Шофер напрягся: то ли чтобы дать гневную отповедь, то ли потому, что «опель» довольно рисково был обогнан лощеным черным мерсюком. Но сигарета, не отдымившая положенный срок, была раздавлена в пепельнице.
Света чуть приоткрыла боковое окно. Чтобы и взмывшая грязь из-под колес других машин не попала, и салон проветрился. Натянула прозрачные, из тончайшей резины перчатки и сделала несколько раз «наши пальчики писали, наши пальчики устали». Достав из сумочки косметичку, принялась за ритуал. При этом, как всегда перед работой, девушка отключила сознание от внешнего и стала мусолить в уме придуманную с исчезнувшим бывшим супругом Сережей скороговорку:
«Бравый бобер, будь добр быть бодр...»
На этот раз у нее были темно-каштановые волосы и глаза цвета ореха. Она подчеркнула глаза сочными линиями коричневого и персиковыми тенями для век. Она была абсолютно спокойна, и мстительные толчки движущейся машины под локоть не могли помешать потому, что девушка священнодействовала.
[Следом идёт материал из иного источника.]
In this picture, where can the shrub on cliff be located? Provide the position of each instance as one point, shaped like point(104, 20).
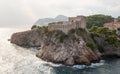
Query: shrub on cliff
point(91, 45)
point(108, 35)
point(98, 20)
«Бравый бобер, будь добр быть бодр, бревна дробить...»
Пришел черед тонального крема, он придал коже девушки сочно-бежевый оттенок вывезенного из экзотической страны загара.
«Бравый бобер, будь добр быть бодр, бревна дробить, безбородым бродить...»
Губы от помады стали цвета красного сладкого вина. Взмахи расчески отстранили темно-каштановые потоки волос в стороны, оставив лицо открытым и сделав послабление только для челки.
«Бравый бобер, будь добр быть бодр, бревна дробить, безбородым бродить, бурду бранить.»
Она ни разу не сбилась, читая скороговорку, она не сделала ни единой помарки на лице. Короткостриженный, будь поумней, мог бы гордиться, что подвез такую девушку. Которая знает себе цену, которая с детства привыкла к всеобщему восхищению и поклонению, которая любит себя и позволяет любить другим, но на дистанции.
Машина плавно завернула с Невского к облупленной, как круто сваренное и оброненное яйцо, арке Генерального штаба и чуть не ткнулась, тормозя, в поребрик напротив модернового здания Международного телефонного узла. Шофер, не оборачиваясь, протянул закатанный в ламинант картонный прямоугольник-мандат с нечеткой фотографией какой-то дивчины и орденок. Уже не со звездой и серпомолотом, а с двуглавой птичкой. Орден фальшивый, поскольку не на болте, а на булавке.
– Твоя фамилия – Худикова, – вместо пожелания удачи нервно, словно выдает военную тайну, процедил шофер на прощание. Света послала его к черту вполне миролюбиво, и укололась, когда пришпиливала орден на грудь.